Texte intégral
9ème Ch Sécurité Sociale
ARRÊT N°
N° RG 21/01273 - N° Portalis DBVL-V-B7F-RML3
Société [5]
C/
[14]
Copie exécutoire délivrée
le :
à :
Copie certifiée conforme délivrée
le:
à:
RÉPUBLIQUE FRANÇAISE
AU NOM DU PEUPLE FRANÇAIS
COUR D'APPEL DE RENNES
ARRÊT DU 26 FEVRIER 2025
COMPOSITION DE LA COUR LORS DES DÉBATS ET DU DÉLIBÉRÉ :
Président : Madame Cécile MORILLON-DEMAY, Présidente de chambre
Assesseur : Madame Véronique PUJES, Conseillère
Assesseur : Madame Anne-Emmanuelle PRUAL, Conseillère
GREFFIER :
Madame Adeline TIREL lors des débats et Monsieur Philippe LE BOUDEC lors du prononcé
DÉBATS :
A l'audience publique du 13 Novembre 2024
ARRÊT :
Contradictoire, prononcé publiquement le 26 Février 2025 par mise à disposition au greffe comme indiqué à l'issue des débats
DÉCISION DÉFÉRÉE A LA COUR:
Date de la décision attaquée : 12 Octobre 2020
Décision attaquée : Jugement
Juridiction : Tribunal Judiciaire de VANNES - Pôle Social
Références : 16/00134
****
APPELANTE :
LA SAS [5]
[Adresse 6]
[Localité 1]
représentée par Me Loïc GOURDIN de la SELARL SELARL D'AVOCATS MAIRE - TANGUY - SVITOUXHKOFF - HUVELIN - G OURDIN - NIVAULT - GOMBAUD, avocat au barreau de VANNES
INTIMÉE :
L'[12]
[Adresse 11]
[Localité 2]
représentée par Madame [U] [P] en vertu d'un pouvoir spécial
EXPOSÉ DU LITIGE
La SAS [G] (la société), dont le siège social est situé dans le Morbihan, fait partie de l'unité économique et sociale [G] Jean Floc'h.

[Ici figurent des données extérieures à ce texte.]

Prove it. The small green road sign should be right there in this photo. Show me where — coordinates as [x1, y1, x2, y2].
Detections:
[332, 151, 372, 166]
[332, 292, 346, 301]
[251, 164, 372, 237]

A l'issue d'un contrôle de l'application des législations de sécurité sociale, d'assurance chômage et de garantie des salaires '[3]', réalisé par l'[12] (l'URSSAF), sur la période allant du 1er janvier 2011 au 31 décembre 2013, la société s'est vu notifier une lettre d'observations du 25 août 2014 portant sur six chefs de redressement pour ses établissements situés '[Adresse 9]' et '[Adresse 17]'.
Par courrier du 25 septembre 2014, la société a formulé des observations sur deux chefs de redressement.
En réponse, l'inspecteur a maintenu le chef de redressement relatif à l'assiette minimum de cotisations et a transformé le chef de redressement portant sur la prévoyance complémentaire en observations pour l'avenir, par courrier du 14 octobre 2014.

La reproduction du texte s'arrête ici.